Amazon S3 multi-part upload is a feature provided by Amazon's Simple Storage Service (S3) that allows large files to be uploaded in smaller, more manageable parts. This method is particularly useful for large files or when the network conditions are unstable. You can upload these object parts independently and in any order. If transmission of any part fails, you can retransmit that part without affecting other parts. After all parts of your object are uploaded, Amazon S3 assembles these parts and creates the object.
Benefits of using multi-part upload
Improved throughput – You can upload parts in parallel to improve throughput.
Quick recovery from any network issues – Smaller part size minimizes the impact of restarting a failed upload due to a network error.
Pause and resume object uploads – You can upload object parts over time. After you initiate a multipart upload, there is no expiry; you must explicitly complete or stop the multipart upload.
Begin an upload before you know the final object size – You can upload an object as you are creating it.
How Multi-Part Upload Works
Multipart upload is a three-step process: You initiate the upload, you upload the object parts, and after you have uploaded all the parts, you complete the multipart upload.

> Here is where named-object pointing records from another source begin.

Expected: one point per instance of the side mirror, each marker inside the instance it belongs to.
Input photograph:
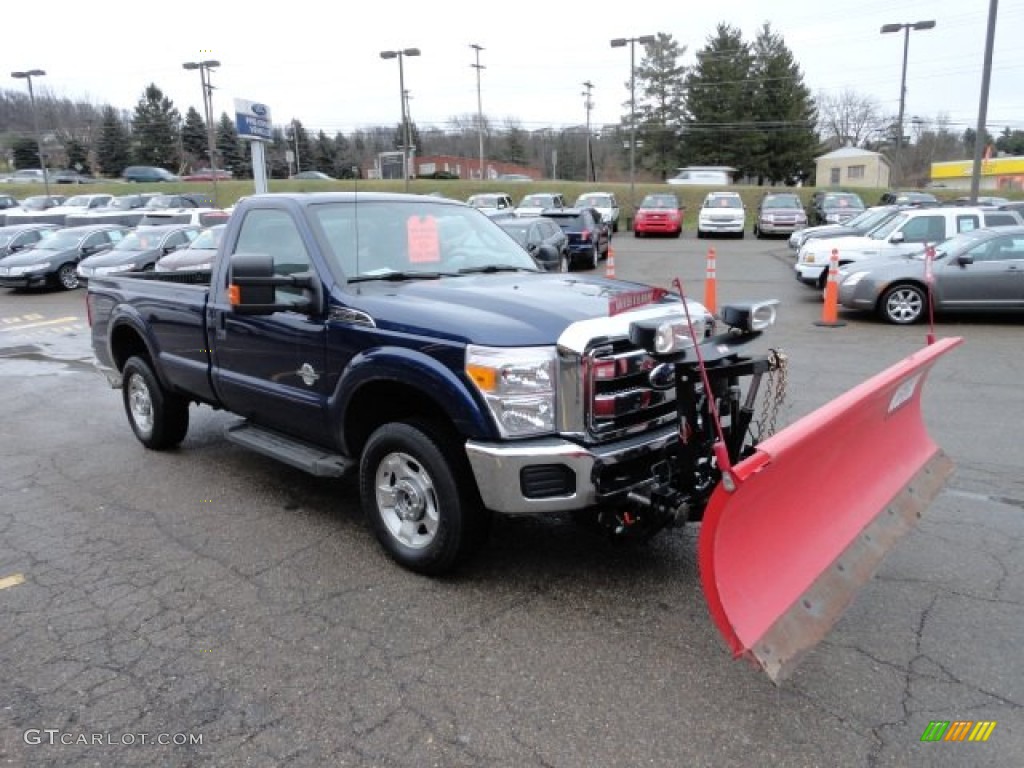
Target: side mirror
(252, 287)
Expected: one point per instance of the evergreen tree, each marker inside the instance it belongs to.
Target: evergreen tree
(155, 127)
(26, 153)
(784, 113)
(114, 147)
(194, 137)
(719, 96)
(660, 105)
(232, 156)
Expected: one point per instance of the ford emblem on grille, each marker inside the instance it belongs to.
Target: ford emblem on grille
(663, 377)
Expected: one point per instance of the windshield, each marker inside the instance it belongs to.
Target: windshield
(59, 242)
(208, 240)
(380, 238)
(138, 242)
(843, 202)
(883, 231)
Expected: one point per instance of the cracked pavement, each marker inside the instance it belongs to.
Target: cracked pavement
(210, 591)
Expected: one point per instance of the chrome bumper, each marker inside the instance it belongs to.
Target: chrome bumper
(498, 468)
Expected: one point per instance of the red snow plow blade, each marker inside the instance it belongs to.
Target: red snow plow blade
(814, 511)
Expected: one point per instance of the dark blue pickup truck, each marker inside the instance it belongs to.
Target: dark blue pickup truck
(410, 339)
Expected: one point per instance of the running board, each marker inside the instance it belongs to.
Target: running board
(295, 453)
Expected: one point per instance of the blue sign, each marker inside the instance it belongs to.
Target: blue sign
(252, 120)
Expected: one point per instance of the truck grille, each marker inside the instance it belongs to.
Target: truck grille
(621, 398)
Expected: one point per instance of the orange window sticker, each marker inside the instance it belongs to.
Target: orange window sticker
(424, 245)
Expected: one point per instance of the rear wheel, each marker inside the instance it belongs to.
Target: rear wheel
(902, 304)
(159, 419)
(420, 498)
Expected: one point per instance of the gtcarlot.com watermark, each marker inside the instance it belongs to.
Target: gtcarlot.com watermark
(55, 736)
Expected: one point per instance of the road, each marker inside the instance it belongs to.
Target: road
(210, 594)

Upon receiving the complete multipart upload request, Amazon S3 constructs the object from the uploaded parts, and you can then access the object just as you would any other object in your bucket. Here's a breakdown of the process:
Initialization: The upload is initiated, and Amazon S3 returns an upload ID. You must include this upload ID whenever you upload parts, list the parts, complete an upload, or stop an upload. If you want to provide any metadata describing the object being uploaded, you must provide it in the request to initiate multipart upload.
Uploading Parts: When uploading a part, in addition to the upload ID, you must specify a part number. You can choose any part number between 1 and 10,000. A part number uniquely identifies a part and its position in the object you are uploading. The part number that you choose doesn’t need to be in a consecutive sequence (for example, it can be 1, 5, and 14). If you upload a new part using the same part number as a previously uploaded part, the previously uploaded part is overwritten.
❗After you initiate a multipart upload and upload one or more parts, you must either complete or stop the multipart upload to stop getting charged for storage of the uploaded parts. Only after you either complete or stop a multipart upload will Amazon S3 free up the parts storage and stop charging you for the parts storage.Part Size: Each part, except the last one, must be at least 5 MB in size. The maximum size of a part can be up to 5 GB.
Tracking: Whenever you upload a part, Amazon S3 returns an entity tag (ETag) header in its response. For each part upload, you must record the part number and the ETag value. The ETag value for all object part uploads will remain the same, but each part will be assigned a different part number. You must include these values in the subsequent request to complete the multipart upload.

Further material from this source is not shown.